The open-source community has recently released a new RNN model called Eagle 7B, based on the RWKV-v5 architecture. This model has been trained on 1.1 trillion tokens and supports over 100 languages. RWKV architecture, also known as "Rotating Weighted Key-Value," is a variant of the recurrent neural network (RNN) architecture widely used in the field of artificial intelligence and natural language processing. Eagle 7B promises to be a leading 7B model in terms of inference cost, environmental efficiency, and language diversity. It reduces inference costs while delivering outstanding performance. With 7.52 billion parameters, this model performs exceptionally well in multilingual benchmark tests, setting a new standard for similar models. It competes competitively with larger-scale models in English language evaluations and has the uniqueness of being a "no-attention transformer," although additional adjustments may be required for specific purposes. Eagle 7B excels in multilingual performance, claiming significant results in benchmark tests covering 23 languages. It also shows significant improvement in English performance, surpassing its predecessor RWKV v4 and competing with top-tier models. This model is available under the Apache 2.0 license and can be downloaded from the HuggingFace platform for both personal and commercial use. Eagle 7B aims to achieve more inclusive AI technology, supporting a wider range of languages by utilizing a more scalable architecture and more efficient data utilization.

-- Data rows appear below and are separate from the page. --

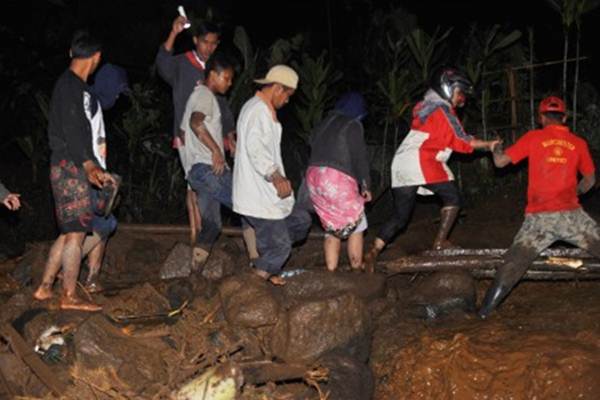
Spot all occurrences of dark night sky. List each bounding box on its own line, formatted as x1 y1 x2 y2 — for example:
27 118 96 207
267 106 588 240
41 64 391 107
0 0 600 88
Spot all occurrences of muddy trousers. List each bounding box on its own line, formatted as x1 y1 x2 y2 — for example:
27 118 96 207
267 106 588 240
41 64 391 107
377 181 460 244
478 209 600 318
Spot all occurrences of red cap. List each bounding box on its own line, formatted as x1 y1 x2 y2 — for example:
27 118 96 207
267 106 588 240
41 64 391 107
540 96 567 114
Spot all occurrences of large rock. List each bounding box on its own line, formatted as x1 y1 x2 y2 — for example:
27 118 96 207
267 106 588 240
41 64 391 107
407 271 477 319
271 293 371 363
219 273 279 328
202 246 236 281
319 354 375 400
160 243 192 279
73 314 168 398
281 270 385 302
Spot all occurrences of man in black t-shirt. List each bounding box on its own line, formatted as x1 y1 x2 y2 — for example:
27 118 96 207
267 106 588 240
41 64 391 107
33 31 116 311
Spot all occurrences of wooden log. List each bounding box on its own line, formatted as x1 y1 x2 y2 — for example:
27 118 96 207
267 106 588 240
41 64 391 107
239 361 310 385
118 224 325 239
419 247 592 258
0 324 67 396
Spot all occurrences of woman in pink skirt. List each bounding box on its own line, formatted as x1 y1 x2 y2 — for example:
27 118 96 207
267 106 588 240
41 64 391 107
306 92 371 271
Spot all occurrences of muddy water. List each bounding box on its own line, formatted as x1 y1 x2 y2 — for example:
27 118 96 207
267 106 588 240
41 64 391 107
372 282 600 400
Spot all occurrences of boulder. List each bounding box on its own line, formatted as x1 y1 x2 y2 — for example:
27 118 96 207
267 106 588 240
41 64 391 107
319 354 375 400
271 293 371 363
281 270 385 302
72 314 168 398
219 273 279 328
160 243 192 279
407 271 477 319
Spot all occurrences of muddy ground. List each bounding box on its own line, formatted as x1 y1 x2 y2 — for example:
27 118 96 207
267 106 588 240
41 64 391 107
0 191 600 399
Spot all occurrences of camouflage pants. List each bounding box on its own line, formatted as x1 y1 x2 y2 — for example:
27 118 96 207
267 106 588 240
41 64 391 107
495 208 600 288
511 208 600 254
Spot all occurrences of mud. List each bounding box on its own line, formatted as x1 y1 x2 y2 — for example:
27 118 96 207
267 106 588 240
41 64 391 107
0 191 600 400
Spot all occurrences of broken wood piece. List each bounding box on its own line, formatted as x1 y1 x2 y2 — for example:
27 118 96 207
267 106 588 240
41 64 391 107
119 224 325 239
0 324 67 396
238 361 310 385
378 249 600 280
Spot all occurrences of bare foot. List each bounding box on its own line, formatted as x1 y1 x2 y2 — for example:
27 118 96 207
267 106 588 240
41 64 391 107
60 295 102 312
33 283 52 301
269 275 286 286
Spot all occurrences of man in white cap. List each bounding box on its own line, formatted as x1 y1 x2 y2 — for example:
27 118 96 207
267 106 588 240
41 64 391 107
233 65 311 285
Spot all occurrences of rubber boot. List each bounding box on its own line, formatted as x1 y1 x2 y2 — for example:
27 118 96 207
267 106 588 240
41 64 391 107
433 206 460 250
192 246 210 272
363 243 383 274
477 282 511 319
242 226 259 260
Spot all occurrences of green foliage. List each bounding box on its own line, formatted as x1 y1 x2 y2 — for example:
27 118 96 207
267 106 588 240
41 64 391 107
292 51 342 143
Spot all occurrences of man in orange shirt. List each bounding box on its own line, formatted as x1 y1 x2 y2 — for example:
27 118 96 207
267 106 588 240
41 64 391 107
479 96 600 318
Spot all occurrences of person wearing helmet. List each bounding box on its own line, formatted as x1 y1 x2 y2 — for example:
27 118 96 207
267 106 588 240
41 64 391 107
478 96 600 318
306 92 371 271
364 68 497 271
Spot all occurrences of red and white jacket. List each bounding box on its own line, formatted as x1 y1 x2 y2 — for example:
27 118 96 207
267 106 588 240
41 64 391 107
392 89 473 194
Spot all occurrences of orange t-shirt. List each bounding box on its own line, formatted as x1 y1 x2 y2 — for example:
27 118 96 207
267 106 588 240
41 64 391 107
506 125 595 213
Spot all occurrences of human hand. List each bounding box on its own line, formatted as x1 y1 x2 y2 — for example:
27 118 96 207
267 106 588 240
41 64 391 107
83 160 104 188
212 151 227 175
272 173 292 199
171 15 189 35
2 193 21 211
361 190 373 203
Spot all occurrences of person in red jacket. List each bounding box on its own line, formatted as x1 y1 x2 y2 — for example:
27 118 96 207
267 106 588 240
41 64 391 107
479 96 600 318
364 68 496 271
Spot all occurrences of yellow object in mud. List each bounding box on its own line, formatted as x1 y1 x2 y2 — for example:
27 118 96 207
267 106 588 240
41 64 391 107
546 257 583 269
174 363 243 400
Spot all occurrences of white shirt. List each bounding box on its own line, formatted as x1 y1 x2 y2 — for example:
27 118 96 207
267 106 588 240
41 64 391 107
233 96 294 219
180 84 224 177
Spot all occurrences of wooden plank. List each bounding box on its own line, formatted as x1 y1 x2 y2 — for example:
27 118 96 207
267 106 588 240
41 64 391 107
0 324 67 396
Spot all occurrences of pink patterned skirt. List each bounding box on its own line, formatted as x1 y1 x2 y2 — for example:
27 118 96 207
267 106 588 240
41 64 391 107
306 167 367 239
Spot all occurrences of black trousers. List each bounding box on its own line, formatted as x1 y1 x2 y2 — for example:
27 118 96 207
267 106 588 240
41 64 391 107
377 181 461 244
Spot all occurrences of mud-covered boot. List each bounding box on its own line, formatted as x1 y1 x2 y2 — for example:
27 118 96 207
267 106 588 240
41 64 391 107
363 242 383 274
192 246 210 272
477 284 510 319
433 207 460 250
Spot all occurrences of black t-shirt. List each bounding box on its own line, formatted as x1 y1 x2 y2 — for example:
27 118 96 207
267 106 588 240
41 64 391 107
48 69 96 166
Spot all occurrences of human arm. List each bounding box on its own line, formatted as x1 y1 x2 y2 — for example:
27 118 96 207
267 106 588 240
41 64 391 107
577 173 596 195
155 16 187 86
346 121 372 201
0 183 21 211
492 141 511 168
190 111 225 175
244 113 292 199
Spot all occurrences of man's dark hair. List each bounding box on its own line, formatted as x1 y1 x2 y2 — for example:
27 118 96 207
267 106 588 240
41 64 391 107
204 52 234 78
542 111 565 123
71 29 102 58
193 21 221 37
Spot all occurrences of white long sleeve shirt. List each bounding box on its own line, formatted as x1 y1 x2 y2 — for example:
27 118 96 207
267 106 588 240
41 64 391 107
233 95 294 219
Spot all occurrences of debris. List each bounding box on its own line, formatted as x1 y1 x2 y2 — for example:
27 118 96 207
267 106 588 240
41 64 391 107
0 324 67 396
174 362 244 400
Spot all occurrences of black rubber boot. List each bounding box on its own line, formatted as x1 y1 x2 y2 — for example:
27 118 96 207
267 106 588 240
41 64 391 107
477 282 511 319
433 206 460 250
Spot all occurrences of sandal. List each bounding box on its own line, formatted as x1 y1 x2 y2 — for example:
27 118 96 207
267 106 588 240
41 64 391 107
251 267 286 286
59 295 102 312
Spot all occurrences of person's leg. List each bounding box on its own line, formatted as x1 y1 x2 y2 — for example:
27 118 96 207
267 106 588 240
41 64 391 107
33 234 65 300
426 181 460 250
364 186 418 272
323 235 342 272
478 213 557 318
245 217 292 284
60 232 102 311
346 231 363 270
188 164 221 271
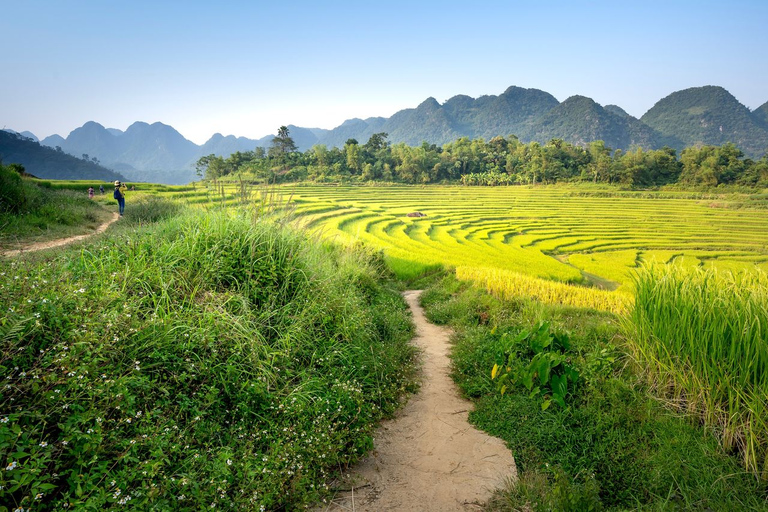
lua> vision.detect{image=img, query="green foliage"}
[0,210,413,510]
[422,276,768,511]
[0,164,27,213]
[641,86,768,158]
[491,322,579,410]
[0,130,125,181]
[627,265,768,480]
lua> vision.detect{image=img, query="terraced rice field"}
[286,186,768,311]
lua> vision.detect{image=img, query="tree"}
[269,126,297,170]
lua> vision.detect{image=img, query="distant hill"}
[21,86,768,183]
[640,85,768,157]
[0,131,125,181]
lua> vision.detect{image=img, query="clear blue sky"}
[0,0,768,144]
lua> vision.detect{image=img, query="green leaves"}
[491,322,579,410]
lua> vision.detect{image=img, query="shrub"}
[0,214,420,510]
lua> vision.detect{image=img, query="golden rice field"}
[127,185,768,312]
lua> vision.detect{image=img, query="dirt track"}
[319,291,517,512]
[0,212,120,258]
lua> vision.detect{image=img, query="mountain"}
[521,96,676,149]
[462,86,559,140]
[42,121,200,184]
[198,133,258,156]
[2,128,39,142]
[384,98,462,146]
[0,131,125,181]
[640,85,768,157]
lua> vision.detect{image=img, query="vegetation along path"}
[325,291,517,511]
[0,212,120,258]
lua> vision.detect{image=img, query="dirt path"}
[320,291,517,512]
[0,212,120,258]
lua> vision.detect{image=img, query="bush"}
[0,214,413,510]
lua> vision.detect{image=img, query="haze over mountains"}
[0,86,768,183]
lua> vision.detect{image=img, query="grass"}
[416,275,768,511]
[0,184,116,249]
[0,207,414,510]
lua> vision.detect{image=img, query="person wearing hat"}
[113,180,125,217]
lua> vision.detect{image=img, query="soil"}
[0,212,120,258]
[317,291,517,512]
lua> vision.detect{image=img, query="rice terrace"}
[0,0,768,506]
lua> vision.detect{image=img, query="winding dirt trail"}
[319,291,517,512]
[0,212,120,258]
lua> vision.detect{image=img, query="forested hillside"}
[16,86,768,183]
[641,86,768,156]
[197,127,768,187]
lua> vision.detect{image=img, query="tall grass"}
[630,265,768,479]
[456,267,631,314]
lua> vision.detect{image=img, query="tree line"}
[196,126,768,188]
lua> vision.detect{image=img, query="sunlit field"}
[58,183,768,312]
[286,186,768,312]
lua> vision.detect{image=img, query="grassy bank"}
[423,276,768,511]
[0,208,414,510]
[0,165,116,249]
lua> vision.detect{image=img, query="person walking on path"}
[113,180,125,217]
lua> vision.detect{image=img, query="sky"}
[0,0,768,144]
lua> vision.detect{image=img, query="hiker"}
[112,180,125,217]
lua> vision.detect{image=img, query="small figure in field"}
[112,180,125,217]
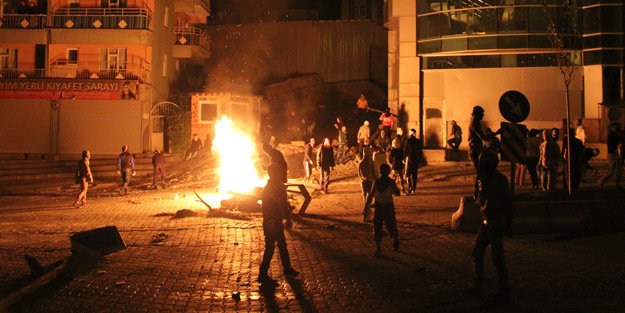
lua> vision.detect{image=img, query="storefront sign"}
[0,78,139,100]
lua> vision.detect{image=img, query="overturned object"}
[69,226,126,258]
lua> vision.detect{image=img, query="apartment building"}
[386,0,624,148]
[0,0,210,156]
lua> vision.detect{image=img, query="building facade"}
[0,0,210,156]
[387,0,624,148]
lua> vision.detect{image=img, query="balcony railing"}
[0,14,48,29]
[49,61,150,82]
[52,8,153,29]
[0,65,46,78]
[174,27,210,50]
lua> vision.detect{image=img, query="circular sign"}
[499,90,530,123]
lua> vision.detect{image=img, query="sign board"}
[0,78,139,100]
[499,90,530,123]
[501,122,527,163]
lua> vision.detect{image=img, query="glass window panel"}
[442,37,468,52]
[497,7,528,32]
[600,6,623,32]
[497,36,528,49]
[417,40,441,54]
[528,7,555,33]
[469,36,497,50]
[528,35,553,48]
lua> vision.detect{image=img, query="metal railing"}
[0,14,48,29]
[48,61,150,82]
[51,8,153,29]
[174,26,210,50]
[0,65,46,78]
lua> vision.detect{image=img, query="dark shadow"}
[258,282,280,313]
[286,276,319,313]
[8,253,103,312]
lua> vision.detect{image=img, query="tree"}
[543,0,581,196]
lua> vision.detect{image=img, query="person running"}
[404,128,423,194]
[365,164,400,258]
[117,145,137,196]
[258,163,299,284]
[466,151,514,302]
[74,150,93,208]
[317,137,335,194]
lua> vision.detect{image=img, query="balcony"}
[49,59,150,82]
[174,27,210,59]
[0,64,46,78]
[0,14,48,29]
[51,8,153,30]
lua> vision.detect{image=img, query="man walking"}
[304,138,315,182]
[404,128,423,194]
[117,145,136,196]
[597,122,623,189]
[258,163,299,284]
[466,152,514,302]
[152,150,167,189]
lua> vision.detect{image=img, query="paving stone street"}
[0,162,625,312]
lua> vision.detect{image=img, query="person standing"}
[74,150,93,208]
[258,163,299,284]
[388,136,408,194]
[562,128,586,190]
[263,143,288,183]
[117,145,137,196]
[469,105,487,173]
[336,125,347,164]
[466,152,514,302]
[356,94,369,112]
[365,164,399,257]
[317,137,335,194]
[304,138,315,182]
[357,121,371,156]
[183,134,202,160]
[575,118,588,146]
[447,120,462,161]
[358,149,377,223]
[538,130,560,191]
[404,128,423,194]
[380,107,395,137]
[525,129,540,189]
[375,128,391,153]
[597,122,623,189]
[152,150,167,189]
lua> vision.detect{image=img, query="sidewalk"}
[0,163,625,312]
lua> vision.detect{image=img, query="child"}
[365,164,399,257]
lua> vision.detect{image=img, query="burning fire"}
[213,116,266,202]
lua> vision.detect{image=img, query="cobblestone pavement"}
[0,163,625,312]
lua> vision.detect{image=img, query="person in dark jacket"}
[388,136,407,194]
[182,134,202,160]
[365,164,399,257]
[304,138,315,182]
[258,163,299,284]
[263,143,288,183]
[466,151,514,301]
[317,137,335,193]
[117,145,137,196]
[152,150,167,188]
[74,150,93,208]
[404,128,423,194]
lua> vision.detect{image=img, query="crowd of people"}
[69,96,625,301]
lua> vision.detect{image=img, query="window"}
[200,102,219,123]
[100,48,126,70]
[0,48,17,70]
[163,7,169,28]
[67,48,78,64]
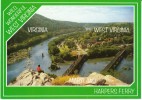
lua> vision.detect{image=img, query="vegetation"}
[7,14,84,55]
[52,75,79,85]
[49,23,133,62]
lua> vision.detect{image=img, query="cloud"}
[36,6,133,23]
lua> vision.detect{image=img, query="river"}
[7,38,133,84]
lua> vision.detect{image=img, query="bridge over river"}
[63,49,126,75]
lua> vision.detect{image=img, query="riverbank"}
[8,69,128,86]
[7,48,30,64]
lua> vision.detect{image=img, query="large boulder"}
[9,69,52,86]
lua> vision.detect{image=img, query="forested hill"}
[7,14,85,54]
[8,14,85,45]
[23,14,83,32]
[81,22,133,29]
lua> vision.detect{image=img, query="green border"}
[1,2,141,98]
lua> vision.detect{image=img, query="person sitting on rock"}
[36,65,44,73]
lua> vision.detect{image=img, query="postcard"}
[0,0,141,99]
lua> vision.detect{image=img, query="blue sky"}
[36,6,134,23]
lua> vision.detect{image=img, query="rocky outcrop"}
[65,72,128,86]
[9,69,52,86]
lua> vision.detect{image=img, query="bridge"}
[63,55,87,76]
[101,48,126,72]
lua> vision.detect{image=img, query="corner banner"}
[0,0,142,99]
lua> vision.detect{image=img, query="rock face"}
[9,69,128,86]
[65,72,128,86]
[9,69,51,86]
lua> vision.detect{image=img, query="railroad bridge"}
[101,48,126,72]
[63,55,87,75]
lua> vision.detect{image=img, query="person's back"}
[36,65,44,72]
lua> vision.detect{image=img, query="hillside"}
[8,14,84,54]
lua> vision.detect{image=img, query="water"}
[116,57,134,84]
[7,38,72,84]
[79,57,113,76]
[80,57,133,84]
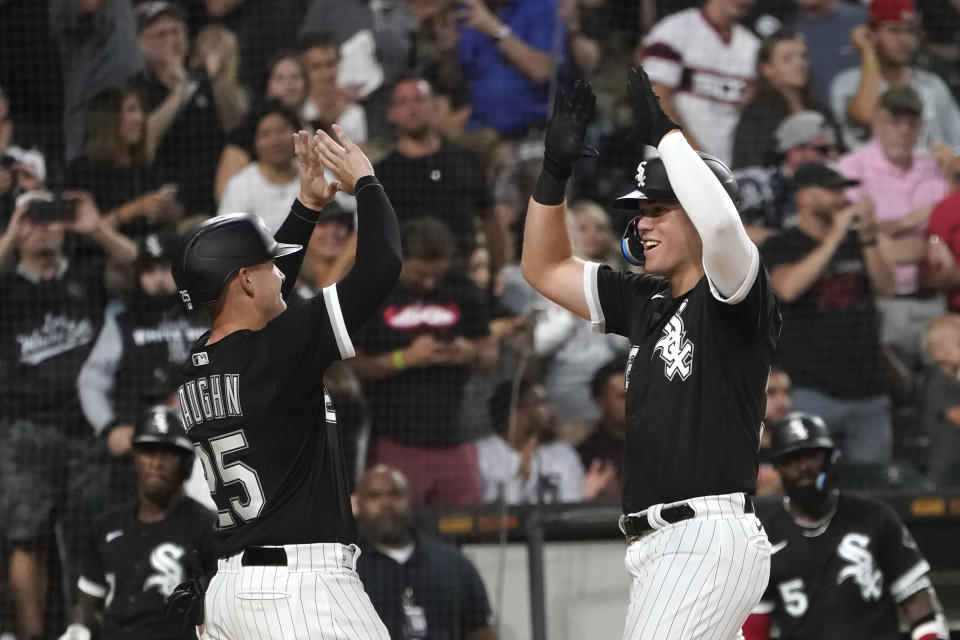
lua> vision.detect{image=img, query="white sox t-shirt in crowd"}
[643,8,760,164]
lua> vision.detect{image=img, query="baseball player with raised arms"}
[169,125,401,640]
[60,405,213,640]
[743,413,950,640]
[521,67,780,640]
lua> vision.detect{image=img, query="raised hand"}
[627,65,680,147]
[543,80,597,178]
[313,124,373,196]
[293,131,340,211]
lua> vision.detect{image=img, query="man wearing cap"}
[77,232,207,456]
[60,405,214,640]
[761,163,894,463]
[838,85,949,369]
[830,0,960,149]
[49,0,143,162]
[136,0,225,214]
[0,191,136,639]
[734,111,837,246]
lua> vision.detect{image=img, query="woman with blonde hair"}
[190,24,250,132]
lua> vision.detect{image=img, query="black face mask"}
[782,471,833,516]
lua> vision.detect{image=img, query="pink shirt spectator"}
[838,141,950,294]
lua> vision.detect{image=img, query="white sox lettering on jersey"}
[837,533,883,601]
[143,542,185,596]
[653,300,693,380]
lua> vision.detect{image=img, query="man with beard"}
[77,232,206,456]
[375,76,507,265]
[356,465,495,640]
[743,413,949,640]
[60,406,214,640]
[761,163,894,463]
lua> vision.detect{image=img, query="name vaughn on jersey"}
[177,373,243,432]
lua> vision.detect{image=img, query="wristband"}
[910,613,950,640]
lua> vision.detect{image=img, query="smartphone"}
[24,196,77,224]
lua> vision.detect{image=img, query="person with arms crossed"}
[521,67,780,640]
[60,405,213,640]
[743,412,950,640]
[169,125,401,640]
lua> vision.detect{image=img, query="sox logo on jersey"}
[143,542,184,596]
[653,300,693,380]
[837,533,883,601]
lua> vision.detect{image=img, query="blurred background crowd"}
[0,0,960,639]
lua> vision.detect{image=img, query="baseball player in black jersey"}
[744,413,949,640]
[167,126,401,640]
[60,406,213,640]
[522,68,780,640]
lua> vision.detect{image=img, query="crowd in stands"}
[0,0,960,639]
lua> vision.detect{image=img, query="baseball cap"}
[773,111,830,153]
[793,162,860,191]
[870,0,917,24]
[136,0,187,33]
[880,84,923,116]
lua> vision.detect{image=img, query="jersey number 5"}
[193,429,264,529]
[779,578,810,618]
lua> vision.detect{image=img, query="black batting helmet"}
[613,151,740,265]
[132,405,193,454]
[173,213,303,310]
[770,411,836,460]
[613,151,740,210]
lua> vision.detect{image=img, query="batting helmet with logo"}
[770,411,836,460]
[173,213,303,310]
[613,151,740,265]
[132,405,193,453]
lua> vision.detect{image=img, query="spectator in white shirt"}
[643,0,760,165]
[218,102,300,231]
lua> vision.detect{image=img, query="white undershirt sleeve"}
[658,132,760,304]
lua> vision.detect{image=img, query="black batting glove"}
[163,549,209,629]
[627,65,680,147]
[543,80,597,179]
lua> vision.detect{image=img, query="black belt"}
[240,547,287,567]
[622,494,753,540]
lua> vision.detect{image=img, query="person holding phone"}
[0,191,137,638]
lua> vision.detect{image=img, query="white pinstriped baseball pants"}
[200,543,390,640]
[623,493,770,640]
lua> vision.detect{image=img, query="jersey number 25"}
[193,429,264,529]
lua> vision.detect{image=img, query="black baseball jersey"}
[755,494,930,640]
[178,288,356,556]
[0,261,106,431]
[177,186,401,557]
[584,260,780,513]
[77,498,213,640]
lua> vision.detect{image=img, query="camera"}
[23,191,77,224]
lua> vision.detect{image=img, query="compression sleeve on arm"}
[334,175,402,333]
[658,131,760,304]
[273,200,320,299]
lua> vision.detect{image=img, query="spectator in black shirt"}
[356,465,495,640]
[762,164,894,463]
[0,191,136,638]
[577,360,627,499]
[137,1,225,214]
[66,85,181,235]
[349,218,497,505]
[376,76,508,267]
[734,111,839,247]
[77,232,208,456]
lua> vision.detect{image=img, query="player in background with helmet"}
[521,67,780,640]
[60,405,213,640]
[743,412,949,640]
[169,125,401,640]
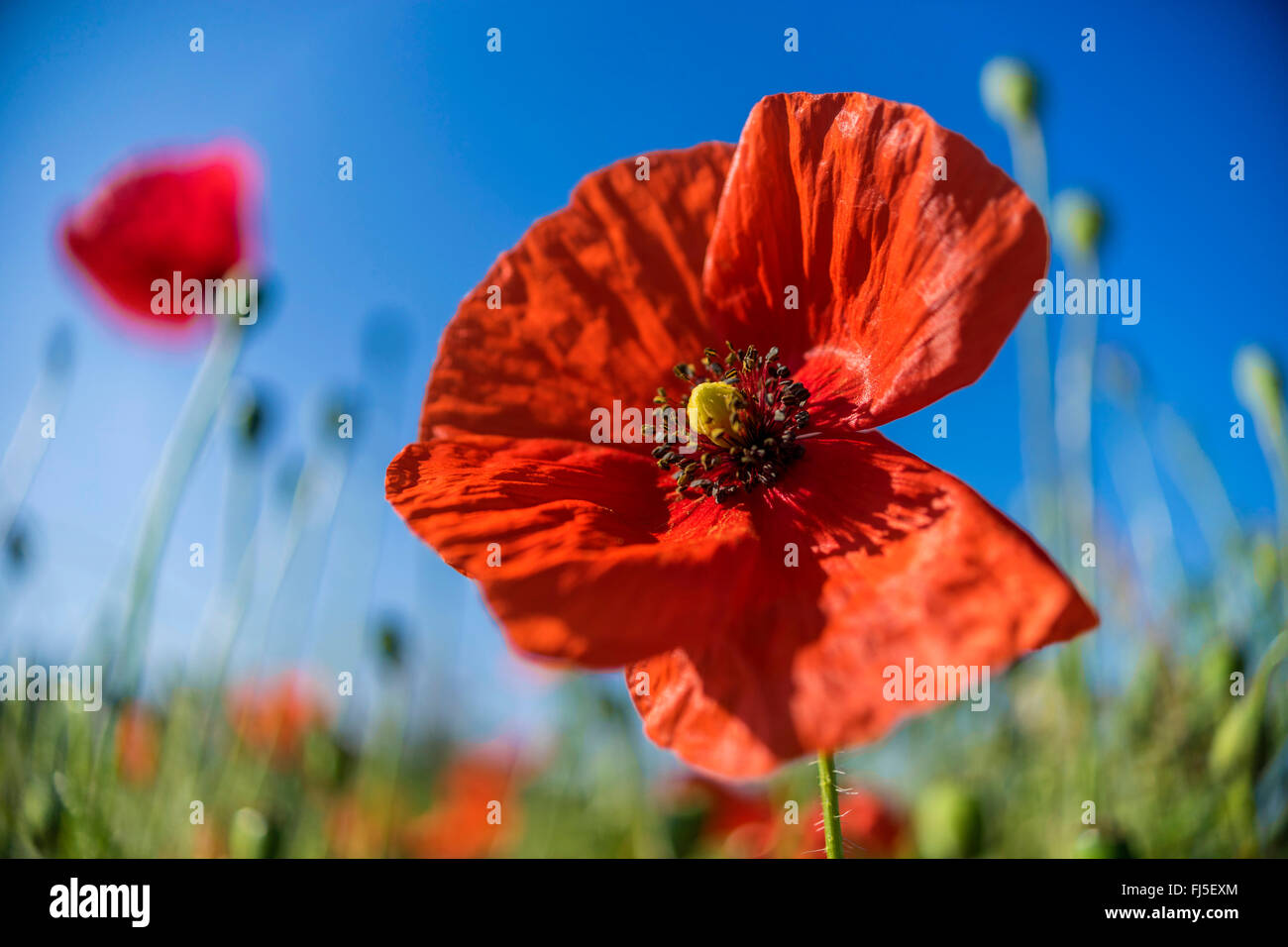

This model challenges the dominance of transformer models and demonstrates superior performance when trained with comparable amounts of data, such as RNNs like RWKV. In the RWKV model, the rotation mechanism helps to better understand the position or order of elements in a sequence, while the weighted key-value allows the model to retrieve stored information more efficiently from previous elements in the sequence. Although there are still questions about the scalability of RWKV compared to transformers, the team remains optimistic about its potential. Future plans include additional training, publishing an in-depth paper on Eagle 7B, and developing a 2T model. With the continuous development and innovation of the open-source community, we look forward to more outstanding models and technologies driving the advancement of the field of artificial intelligence.